Image courtesy of ASHE

Establishing best practices, and defining and achieving operational excellence in health care facilities were main themes today at the 56th American Society for Health Care Engineering (ASHE) Annual Conference & Technical Exhibition.

Tim Adams, FASHE, CHFM, CHC, director of leadership development, ASHE, led this morning’s panel “Operational Excellence Leadership — Investing in the Health Care Physical Environment.” He was joined by Dana Swenson, PE, MBA, SASHE, senior vice president & chief facilities, UMass Memorial Health Care Inc.; Kara Brooks, LEED AP BD+C, sustainability program manager, ASHE; Michael Hatton, MBA, CHFM, RPA, SMA, FASHE, vice president, Memorial Hermann Health System; Rodger Glaus, executive director, facilities maintenance & operations, Mercy Health; and William Tinsley, CHFM, CHC, CEO of Bernhard Energy.

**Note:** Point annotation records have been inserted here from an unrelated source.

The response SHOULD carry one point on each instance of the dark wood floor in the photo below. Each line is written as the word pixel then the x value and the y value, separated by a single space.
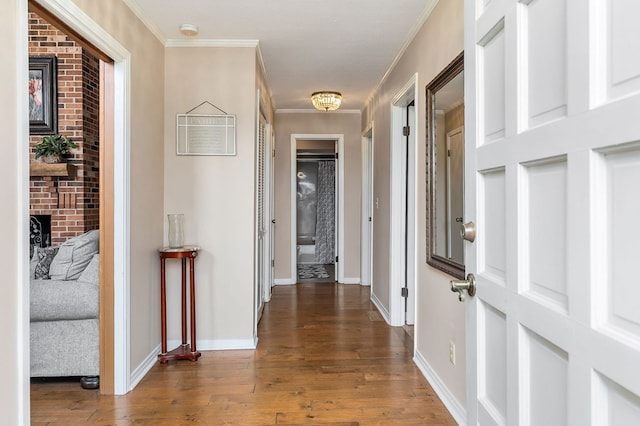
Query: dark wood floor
pixel 325 356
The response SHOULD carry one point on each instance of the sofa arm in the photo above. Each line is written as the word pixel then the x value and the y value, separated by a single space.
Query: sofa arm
pixel 91 273
pixel 56 300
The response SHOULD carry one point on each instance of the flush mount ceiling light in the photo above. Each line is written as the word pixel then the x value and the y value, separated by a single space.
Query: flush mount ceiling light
pixel 326 101
pixel 189 29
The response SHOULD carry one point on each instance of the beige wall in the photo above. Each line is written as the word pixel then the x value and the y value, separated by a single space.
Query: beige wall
pixel 288 123
pixel 215 193
pixel 439 315
pixel 14 253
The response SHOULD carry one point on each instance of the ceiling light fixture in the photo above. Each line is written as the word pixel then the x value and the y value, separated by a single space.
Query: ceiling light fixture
pixel 326 101
pixel 189 29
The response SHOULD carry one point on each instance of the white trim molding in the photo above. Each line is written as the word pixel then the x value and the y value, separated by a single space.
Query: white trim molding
pixel 456 409
pixel 69 13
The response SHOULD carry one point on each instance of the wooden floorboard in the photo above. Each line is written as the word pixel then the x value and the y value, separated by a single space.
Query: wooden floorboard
pixel 324 357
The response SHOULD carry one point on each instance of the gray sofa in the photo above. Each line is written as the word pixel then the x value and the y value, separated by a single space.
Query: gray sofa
pixel 64 310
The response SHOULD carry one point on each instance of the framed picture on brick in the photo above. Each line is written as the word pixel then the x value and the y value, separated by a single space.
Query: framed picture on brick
pixel 43 93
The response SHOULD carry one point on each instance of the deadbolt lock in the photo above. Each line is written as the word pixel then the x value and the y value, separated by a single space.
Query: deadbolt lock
pixel 468 285
pixel 468 231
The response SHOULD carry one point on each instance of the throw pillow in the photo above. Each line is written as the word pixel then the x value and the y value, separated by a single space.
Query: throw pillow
pixel 41 262
pixel 74 256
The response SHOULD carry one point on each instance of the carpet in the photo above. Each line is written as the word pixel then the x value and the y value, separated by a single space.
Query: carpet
pixel 312 271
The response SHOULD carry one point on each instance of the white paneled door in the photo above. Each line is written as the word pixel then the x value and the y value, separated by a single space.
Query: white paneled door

The general session centered on operational excellence as a long-term journey rather than a final destination. The panel also challenged a long-standing idea that has been adopted by many organizations: “Doing more with the less.” Swenson says that if facilities departments must make do with less resources, then leaders should also look to do less as well. 

Members of the panel brought up examples of contracting, preventive maintenance, commissioning, training, technology and low-cost improvement projects as just some of the strategies facilities managers can deploy to begin “doing less with less,” without sacrificing quality and patient safety.

The day’s concurrent sessions continued with the theme of establishing best practices. Eric Cote, project director of Powered for Patients, and Jonathan Flannery, MHSA, CHFM, FASHE, FACHE, senior associate director of advocacy at ASHE, led a session on the Powered for Patients initiative.

Powered for Patients is initiative that formed following Hurricane Sandy that hit the East Coast in 2012. Six New York hospitals lost emergency power during the storm, leading to several patient evacuations. Powered for Patients’ mission is to develop an automated dashboard that will alert local, state and federal government bodies when hospitals are in danger of losing emergency power. The automated notification would allow entities to deploy emergency resources before power failure and prevent patient evacuations.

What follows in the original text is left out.